To find the increase in internal energy when the first ball catches up with the second ball, we can use the principle of conservation of momentum. According to the conservation of momentum, the total momentum before collision is equal to the total momentum after collision.
The total momentum before collision (p_initial) is given by the sum of the individual momenta of the two balls:
p_initial = (mass of first ball) * (velocity of first ball) + (mass of second ball) * (velocity of second ball)
p_initial = (2 kg) * (8 m/s) + (3 kg) * (4 m/s)
To find the total momentum after collision (p_final), we need to consider that the first ball catches up with the second ball. This means that they will be moving together after the collision with a common velocity (let's call it v_final).
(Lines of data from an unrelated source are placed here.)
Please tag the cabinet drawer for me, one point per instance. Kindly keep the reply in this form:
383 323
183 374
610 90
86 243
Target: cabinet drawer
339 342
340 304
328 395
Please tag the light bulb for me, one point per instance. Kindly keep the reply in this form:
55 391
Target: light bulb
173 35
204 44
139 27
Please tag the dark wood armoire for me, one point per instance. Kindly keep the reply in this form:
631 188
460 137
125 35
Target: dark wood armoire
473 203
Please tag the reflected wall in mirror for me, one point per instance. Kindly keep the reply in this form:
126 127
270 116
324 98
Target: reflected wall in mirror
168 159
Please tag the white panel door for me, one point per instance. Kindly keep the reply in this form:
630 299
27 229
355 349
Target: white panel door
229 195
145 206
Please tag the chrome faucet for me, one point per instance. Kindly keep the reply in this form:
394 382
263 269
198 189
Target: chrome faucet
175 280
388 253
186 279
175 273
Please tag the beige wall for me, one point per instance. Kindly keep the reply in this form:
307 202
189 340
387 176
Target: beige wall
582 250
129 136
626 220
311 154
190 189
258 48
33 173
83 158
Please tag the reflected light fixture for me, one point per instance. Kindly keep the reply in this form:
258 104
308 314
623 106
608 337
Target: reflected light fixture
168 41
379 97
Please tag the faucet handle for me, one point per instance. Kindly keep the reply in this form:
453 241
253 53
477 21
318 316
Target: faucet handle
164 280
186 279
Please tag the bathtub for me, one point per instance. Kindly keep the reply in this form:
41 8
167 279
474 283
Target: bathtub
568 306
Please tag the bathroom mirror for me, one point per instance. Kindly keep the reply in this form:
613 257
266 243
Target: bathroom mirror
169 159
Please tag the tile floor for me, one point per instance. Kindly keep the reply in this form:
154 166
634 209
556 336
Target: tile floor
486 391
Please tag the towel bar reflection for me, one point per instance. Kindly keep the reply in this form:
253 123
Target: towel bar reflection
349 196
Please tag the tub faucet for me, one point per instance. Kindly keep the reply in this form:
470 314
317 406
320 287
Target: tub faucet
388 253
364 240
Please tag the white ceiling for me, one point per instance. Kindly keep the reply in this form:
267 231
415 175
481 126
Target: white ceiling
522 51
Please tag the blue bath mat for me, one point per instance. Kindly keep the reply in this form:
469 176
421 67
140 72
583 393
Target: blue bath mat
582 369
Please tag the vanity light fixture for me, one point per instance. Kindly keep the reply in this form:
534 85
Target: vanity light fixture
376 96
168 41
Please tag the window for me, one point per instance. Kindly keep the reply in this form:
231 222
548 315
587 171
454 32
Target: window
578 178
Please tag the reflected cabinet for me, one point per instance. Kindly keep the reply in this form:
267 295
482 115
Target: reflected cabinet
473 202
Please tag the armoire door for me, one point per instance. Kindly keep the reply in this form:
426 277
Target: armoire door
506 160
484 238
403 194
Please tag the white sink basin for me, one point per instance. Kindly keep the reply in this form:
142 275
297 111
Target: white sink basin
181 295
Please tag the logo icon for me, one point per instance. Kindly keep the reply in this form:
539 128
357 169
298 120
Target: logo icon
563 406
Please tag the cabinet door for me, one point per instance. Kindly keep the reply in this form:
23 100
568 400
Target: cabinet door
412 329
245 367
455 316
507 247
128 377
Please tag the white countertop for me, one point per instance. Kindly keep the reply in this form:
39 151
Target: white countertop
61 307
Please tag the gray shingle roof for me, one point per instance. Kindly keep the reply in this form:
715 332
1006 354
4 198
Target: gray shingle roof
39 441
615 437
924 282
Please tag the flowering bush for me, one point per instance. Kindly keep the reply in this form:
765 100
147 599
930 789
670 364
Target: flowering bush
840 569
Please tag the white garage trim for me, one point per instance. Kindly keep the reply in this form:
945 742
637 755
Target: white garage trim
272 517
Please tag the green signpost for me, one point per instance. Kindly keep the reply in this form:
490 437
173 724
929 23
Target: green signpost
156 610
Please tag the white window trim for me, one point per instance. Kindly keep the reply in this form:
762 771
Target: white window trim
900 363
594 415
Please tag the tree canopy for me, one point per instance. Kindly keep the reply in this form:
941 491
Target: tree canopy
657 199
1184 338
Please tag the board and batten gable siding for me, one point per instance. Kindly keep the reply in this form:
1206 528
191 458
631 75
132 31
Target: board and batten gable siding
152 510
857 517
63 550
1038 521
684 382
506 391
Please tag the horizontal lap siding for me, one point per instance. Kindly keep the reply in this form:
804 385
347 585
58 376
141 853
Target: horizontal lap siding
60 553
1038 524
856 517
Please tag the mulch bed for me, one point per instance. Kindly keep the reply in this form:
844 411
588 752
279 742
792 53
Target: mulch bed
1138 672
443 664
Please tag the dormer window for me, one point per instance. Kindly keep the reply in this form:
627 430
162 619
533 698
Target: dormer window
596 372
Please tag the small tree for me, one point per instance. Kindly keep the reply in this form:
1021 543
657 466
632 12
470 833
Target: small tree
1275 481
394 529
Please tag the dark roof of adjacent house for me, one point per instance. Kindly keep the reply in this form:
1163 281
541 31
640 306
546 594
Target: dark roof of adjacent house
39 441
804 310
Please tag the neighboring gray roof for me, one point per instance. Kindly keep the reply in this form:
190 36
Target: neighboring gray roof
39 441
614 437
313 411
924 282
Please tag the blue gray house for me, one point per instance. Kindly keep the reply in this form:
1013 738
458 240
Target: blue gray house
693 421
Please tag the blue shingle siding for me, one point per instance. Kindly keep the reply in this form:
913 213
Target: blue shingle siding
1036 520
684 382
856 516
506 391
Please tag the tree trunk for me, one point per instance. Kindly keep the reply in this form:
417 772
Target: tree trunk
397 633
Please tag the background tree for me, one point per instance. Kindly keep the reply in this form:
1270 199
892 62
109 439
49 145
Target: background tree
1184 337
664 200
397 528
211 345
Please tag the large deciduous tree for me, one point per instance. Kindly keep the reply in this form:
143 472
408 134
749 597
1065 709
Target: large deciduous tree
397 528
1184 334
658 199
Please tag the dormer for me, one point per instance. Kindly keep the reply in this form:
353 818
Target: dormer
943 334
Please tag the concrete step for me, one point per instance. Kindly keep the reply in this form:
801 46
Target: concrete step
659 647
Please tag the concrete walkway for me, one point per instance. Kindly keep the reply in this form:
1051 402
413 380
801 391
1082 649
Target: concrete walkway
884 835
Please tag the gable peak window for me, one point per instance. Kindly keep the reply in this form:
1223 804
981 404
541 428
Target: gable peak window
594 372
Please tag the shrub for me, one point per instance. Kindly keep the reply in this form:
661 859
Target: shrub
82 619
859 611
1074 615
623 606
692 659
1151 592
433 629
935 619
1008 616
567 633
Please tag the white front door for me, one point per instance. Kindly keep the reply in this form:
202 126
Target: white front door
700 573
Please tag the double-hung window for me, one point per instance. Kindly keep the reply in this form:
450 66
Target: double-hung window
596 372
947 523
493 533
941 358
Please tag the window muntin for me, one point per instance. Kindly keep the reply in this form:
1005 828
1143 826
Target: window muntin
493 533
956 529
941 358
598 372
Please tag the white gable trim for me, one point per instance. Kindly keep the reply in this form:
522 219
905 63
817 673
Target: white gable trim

Since they both have the same velocity after the collision, we can calculate the total momentum by using the sum of their masses multiplied by the common velocity:
p_final = (mass of first ball + mass of second ball) * (v_final)
p_final = (2 kg + 3 kg) * (v_final)
Since the total momentum before and after the collision must be equal, we have:
p_initial = p_final
(2 kg) * (8 m/s) + (3 kg) * (4 m/s) = (2 kg + 3 kg) * (v_final)
Now, we solve the equation for v_final:
16 kg·m/s + 12 kg·m/s = 5 kg * (v_final)
28 kg·m/s = 5 kg * (v_final)
v_final = 28 kg·m/s / 5 kg
v_final = 5.6 m/s
To find the increase in internal energy (ΔU), we can use the equation:
ΔU = (1/2) * (mass of first ball) * (final velocity of the first ball)^2 - (1/2) * (mass of first ball) * (initial velocity of the first ball)^2
ΔU = (1/2) * (2 kg) * (5.6 m/s)^2 - (1/2) * (2 kg) * (8 m/s)^2
Now, we can solve for ΔU:
ΔU = 0.5 * 2 kg * (5.6 m/s)^2 - 0.5 * 2 kg * (8 m/s)^2
ΔU = 0.5 * 2 kg * (31.36 m^2/s^2) - 0.5 * 2 kg * (64 m^2/s^2)
ΔU = 31.36 J - 64 J
ΔU = -32.64 J
Therefore, the increase in internal energy is -32.64 Joules. Note that the negative sign indicates a decrease in internal energy, which signifies that some energy was lost during the collision.